Intel Capital Invests in GoodData
Intel Capital led the latest funding round for cloud analytics specialist GoodData, raking in an additional $25.7 million, the company said Oct. 2.
The Series E funding round continues the sustained uptick in venture capital investment in big data analytics companies.
Joining in GoodData’s largest funding round to date were Andreessen Horowitz, General Catalyst, Tenaya Capital, TOTVS, Next World Capital, Windcrest and Pharus Capital. GoodData also said Intel Capital Director Igor Taber would join its board of directors.
“We are just starting to tap the potential of analytics for big data,” Jason Waxman, vice president of Intel’s Data Center Group and General Manager of its Cloud Platforms Group, said in a statement. “We are investing not only in GoodData’s differentiated, cloud-based analytics solution, but also in the future impact that big data insights can provide across industries.”
Founded in 2007 by CEO Roman Stanek, San Francisco-based GoodData caught the early software-as-a-service wave by pulling data from clients’ Salesforce.com and Marketo implementations, combining it with data from other sources, then delivering it via Web-based dashboards.
It essentially developed a big data analytics stack engineered to run in the cloud, with little or no assistance from customer IT organizations. The approach was intended as a way to help customers avoid big capital investments in hardware and software.
“Organizations increasingly analyze data at scale in the cloud,” Stanek noted in announcing the funding round. “We have always recognized a need in the market for a complete, cloud-based big data platform.”
The company claims its user base has more than doubled in the past year following the release of its Open Analytics Platform.
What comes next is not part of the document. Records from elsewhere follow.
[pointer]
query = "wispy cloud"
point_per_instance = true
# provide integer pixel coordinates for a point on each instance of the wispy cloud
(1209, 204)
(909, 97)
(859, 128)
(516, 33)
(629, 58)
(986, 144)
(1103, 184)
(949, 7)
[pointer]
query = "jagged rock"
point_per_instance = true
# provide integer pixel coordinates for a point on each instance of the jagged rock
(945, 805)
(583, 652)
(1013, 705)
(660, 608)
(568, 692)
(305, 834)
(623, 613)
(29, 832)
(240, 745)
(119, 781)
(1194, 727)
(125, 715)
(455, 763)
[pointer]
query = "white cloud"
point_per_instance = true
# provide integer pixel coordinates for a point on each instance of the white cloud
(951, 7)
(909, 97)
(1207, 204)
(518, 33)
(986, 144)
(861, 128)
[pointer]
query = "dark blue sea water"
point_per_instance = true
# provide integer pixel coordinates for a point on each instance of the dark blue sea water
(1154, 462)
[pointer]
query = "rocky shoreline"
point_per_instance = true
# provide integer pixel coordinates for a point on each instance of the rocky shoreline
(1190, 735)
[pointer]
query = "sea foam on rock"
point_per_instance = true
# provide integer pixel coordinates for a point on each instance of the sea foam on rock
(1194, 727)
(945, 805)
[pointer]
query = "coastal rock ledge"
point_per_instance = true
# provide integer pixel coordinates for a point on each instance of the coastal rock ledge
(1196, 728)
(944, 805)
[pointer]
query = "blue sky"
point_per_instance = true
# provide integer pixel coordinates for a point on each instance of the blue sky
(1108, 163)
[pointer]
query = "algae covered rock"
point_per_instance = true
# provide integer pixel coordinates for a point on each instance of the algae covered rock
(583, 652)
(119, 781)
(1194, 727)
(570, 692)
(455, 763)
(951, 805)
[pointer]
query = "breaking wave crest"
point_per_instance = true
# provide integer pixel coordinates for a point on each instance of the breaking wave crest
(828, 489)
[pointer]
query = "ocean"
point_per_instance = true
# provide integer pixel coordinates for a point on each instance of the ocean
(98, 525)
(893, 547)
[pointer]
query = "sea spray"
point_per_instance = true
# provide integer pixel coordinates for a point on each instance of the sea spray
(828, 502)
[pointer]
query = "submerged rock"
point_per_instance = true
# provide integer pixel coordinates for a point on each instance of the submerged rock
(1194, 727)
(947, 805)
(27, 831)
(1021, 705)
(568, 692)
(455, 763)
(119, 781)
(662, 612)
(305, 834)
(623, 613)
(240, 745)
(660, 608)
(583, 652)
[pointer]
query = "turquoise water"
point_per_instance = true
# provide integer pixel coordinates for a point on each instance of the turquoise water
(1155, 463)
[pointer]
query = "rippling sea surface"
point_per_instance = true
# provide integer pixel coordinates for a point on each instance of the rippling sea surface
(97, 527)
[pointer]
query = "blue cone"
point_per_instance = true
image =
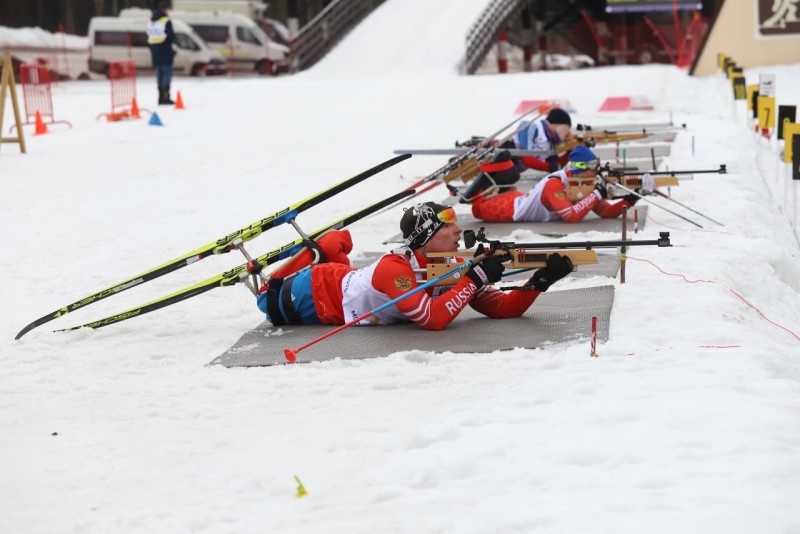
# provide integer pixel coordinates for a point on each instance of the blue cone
(155, 120)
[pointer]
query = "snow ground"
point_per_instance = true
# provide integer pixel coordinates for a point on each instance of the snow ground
(689, 421)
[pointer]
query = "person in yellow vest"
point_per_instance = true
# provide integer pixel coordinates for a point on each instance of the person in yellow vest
(160, 37)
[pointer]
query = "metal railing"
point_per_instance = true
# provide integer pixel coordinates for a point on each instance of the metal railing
(484, 31)
(319, 36)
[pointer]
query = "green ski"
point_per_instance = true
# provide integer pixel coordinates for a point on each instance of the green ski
(220, 246)
(241, 272)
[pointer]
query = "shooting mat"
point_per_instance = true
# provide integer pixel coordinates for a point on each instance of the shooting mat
(555, 317)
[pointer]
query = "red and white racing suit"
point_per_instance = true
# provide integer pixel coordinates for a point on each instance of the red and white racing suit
(547, 201)
(342, 293)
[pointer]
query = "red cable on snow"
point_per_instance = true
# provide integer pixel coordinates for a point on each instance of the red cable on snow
(723, 285)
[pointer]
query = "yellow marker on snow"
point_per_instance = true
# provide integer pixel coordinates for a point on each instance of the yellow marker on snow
(301, 490)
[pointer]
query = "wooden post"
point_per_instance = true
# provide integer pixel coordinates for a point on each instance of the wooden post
(9, 84)
(622, 257)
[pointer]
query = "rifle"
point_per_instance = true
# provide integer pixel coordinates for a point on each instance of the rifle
(528, 256)
(619, 175)
(607, 169)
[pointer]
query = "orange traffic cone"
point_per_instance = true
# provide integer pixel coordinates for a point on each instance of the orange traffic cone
(41, 127)
(135, 109)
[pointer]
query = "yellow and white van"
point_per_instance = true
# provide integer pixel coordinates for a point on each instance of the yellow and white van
(113, 38)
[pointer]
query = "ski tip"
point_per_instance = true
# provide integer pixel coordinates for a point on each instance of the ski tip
(24, 331)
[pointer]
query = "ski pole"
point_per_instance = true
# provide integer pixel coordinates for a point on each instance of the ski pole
(291, 354)
(664, 195)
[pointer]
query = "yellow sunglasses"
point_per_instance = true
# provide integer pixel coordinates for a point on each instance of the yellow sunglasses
(447, 215)
(585, 165)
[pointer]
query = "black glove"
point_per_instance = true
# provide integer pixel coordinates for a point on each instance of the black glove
(558, 267)
(508, 144)
(489, 270)
(630, 198)
(602, 189)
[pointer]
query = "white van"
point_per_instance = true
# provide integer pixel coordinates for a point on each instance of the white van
(113, 38)
(239, 39)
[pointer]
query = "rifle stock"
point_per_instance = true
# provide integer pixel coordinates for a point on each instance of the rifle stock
(520, 259)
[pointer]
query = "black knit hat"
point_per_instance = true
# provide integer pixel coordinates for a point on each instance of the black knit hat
(559, 116)
(419, 223)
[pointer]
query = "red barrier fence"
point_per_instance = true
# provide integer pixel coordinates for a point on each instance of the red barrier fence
(122, 74)
(35, 80)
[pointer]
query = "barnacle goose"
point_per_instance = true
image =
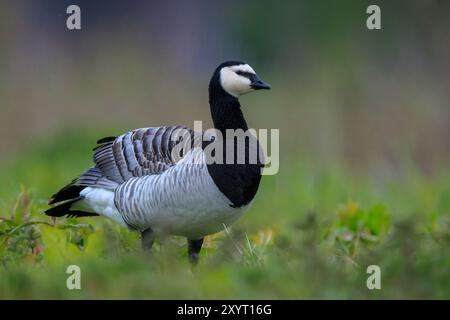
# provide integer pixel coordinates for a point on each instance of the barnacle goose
(137, 182)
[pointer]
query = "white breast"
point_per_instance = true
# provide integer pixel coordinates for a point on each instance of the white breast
(183, 200)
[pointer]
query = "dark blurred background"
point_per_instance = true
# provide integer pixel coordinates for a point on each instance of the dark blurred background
(375, 100)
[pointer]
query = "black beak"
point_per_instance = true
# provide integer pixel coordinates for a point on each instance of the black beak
(258, 84)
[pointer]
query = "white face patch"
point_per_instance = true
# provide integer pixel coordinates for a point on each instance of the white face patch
(235, 84)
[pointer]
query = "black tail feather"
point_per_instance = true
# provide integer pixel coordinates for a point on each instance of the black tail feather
(69, 192)
(64, 209)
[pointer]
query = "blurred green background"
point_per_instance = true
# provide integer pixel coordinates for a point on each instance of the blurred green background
(364, 119)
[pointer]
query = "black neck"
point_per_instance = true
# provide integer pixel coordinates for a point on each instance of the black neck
(225, 110)
(238, 182)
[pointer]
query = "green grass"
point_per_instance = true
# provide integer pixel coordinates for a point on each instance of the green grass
(311, 233)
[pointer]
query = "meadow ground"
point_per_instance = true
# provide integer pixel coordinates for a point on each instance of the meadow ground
(311, 233)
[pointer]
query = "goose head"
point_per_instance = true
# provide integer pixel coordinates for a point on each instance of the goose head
(236, 78)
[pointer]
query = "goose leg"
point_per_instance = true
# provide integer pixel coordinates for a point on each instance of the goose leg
(194, 247)
(147, 239)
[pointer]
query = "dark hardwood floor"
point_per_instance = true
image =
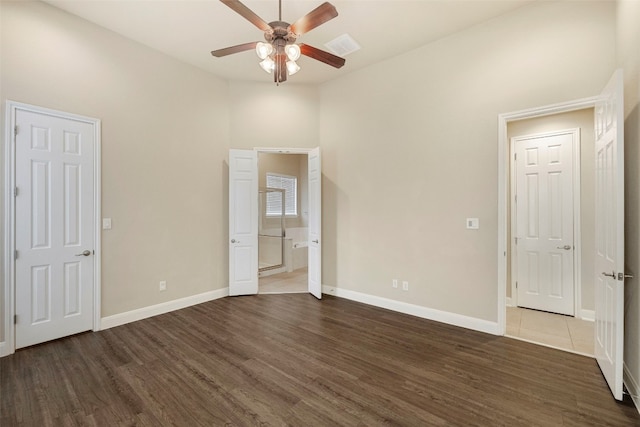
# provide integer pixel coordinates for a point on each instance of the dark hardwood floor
(292, 360)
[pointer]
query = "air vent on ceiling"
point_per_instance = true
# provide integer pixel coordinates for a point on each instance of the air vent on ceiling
(343, 45)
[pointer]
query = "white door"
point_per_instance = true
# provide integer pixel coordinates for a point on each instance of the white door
(544, 221)
(315, 224)
(243, 222)
(55, 227)
(609, 262)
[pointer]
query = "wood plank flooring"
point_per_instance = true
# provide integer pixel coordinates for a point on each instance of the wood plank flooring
(292, 360)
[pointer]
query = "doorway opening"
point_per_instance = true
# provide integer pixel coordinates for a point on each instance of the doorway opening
(283, 229)
(573, 330)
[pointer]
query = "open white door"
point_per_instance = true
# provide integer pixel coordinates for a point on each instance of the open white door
(544, 221)
(609, 218)
(315, 223)
(243, 222)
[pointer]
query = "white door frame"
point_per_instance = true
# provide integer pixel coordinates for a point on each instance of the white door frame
(577, 238)
(503, 187)
(7, 347)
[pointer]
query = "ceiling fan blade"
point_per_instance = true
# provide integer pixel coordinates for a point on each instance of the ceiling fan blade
(233, 49)
(321, 55)
(318, 16)
(247, 14)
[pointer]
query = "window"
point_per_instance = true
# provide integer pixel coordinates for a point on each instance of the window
(290, 186)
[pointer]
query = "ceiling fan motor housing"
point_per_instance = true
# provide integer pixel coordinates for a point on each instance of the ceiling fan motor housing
(280, 31)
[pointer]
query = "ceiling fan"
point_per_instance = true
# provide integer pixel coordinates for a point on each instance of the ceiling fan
(280, 52)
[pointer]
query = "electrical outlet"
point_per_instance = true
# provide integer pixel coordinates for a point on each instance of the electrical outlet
(106, 223)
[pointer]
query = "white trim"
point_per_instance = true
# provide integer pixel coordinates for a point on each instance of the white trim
(282, 150)
(632, 387)
(8, 346)
(589, 315)
(162, 308)
(577, 212)
(503, 190)
(454, 319)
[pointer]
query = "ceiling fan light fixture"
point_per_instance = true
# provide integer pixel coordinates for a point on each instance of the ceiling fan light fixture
(292, 67)
(263, 50)
(292, 51)
(268, 65)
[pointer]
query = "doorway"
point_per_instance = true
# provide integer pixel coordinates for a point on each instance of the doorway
(53, 189)
(283, 234)
(573, 332)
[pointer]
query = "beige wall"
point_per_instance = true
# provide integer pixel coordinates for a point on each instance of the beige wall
(292, 165)
(266, 115)
(410, 150)
(409, 147)
(628, 49)
(165, 138)
(583, 120)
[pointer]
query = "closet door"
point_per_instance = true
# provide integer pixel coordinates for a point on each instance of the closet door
(243, 222)
(315, 224)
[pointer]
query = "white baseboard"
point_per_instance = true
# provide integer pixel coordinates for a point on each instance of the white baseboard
(632, 387)
(165, 307)
(588, 315)
(416, 310)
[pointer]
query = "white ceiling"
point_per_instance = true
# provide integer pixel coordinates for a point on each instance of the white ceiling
(190, 29)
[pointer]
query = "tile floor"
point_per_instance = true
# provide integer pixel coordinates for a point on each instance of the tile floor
(283, 283)
(553, 330)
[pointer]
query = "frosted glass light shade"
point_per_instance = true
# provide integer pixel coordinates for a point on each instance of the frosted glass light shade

In March, GoodData announced the addition of Hadoop to its cloud-based big data analytics stack with the aim of boosting the capacity to crunch and store new levels of data.
The company also has developed what it calls a “multi-dimensional analytics query language,” or MARQL, to access data stored in its proprietary data engine. The engine combines traditional SQL and ROLAP (relational online analytics processing) technologies and in-memory processing.
GoodData also developed its own data connectors, ETL, data cleansing, integration and visualization layers. It then added support for R and predictive and prescriptive analytics.
As part of the Open Analytics Platform, GoodData adopted Hadoop as a means for ingesting large amounts of data and as a long-term data archive. “It’s the staging area and archive at the same time,” GoodData marketing chief Jeff Morris told Datanami in March. “We load it all in, snapshot it, index it and add our own metadata tagging to it so we know where it came from, whose it was, what it contains.”
The latest funding round brings GoodData’s total venture funding to more than $100 million.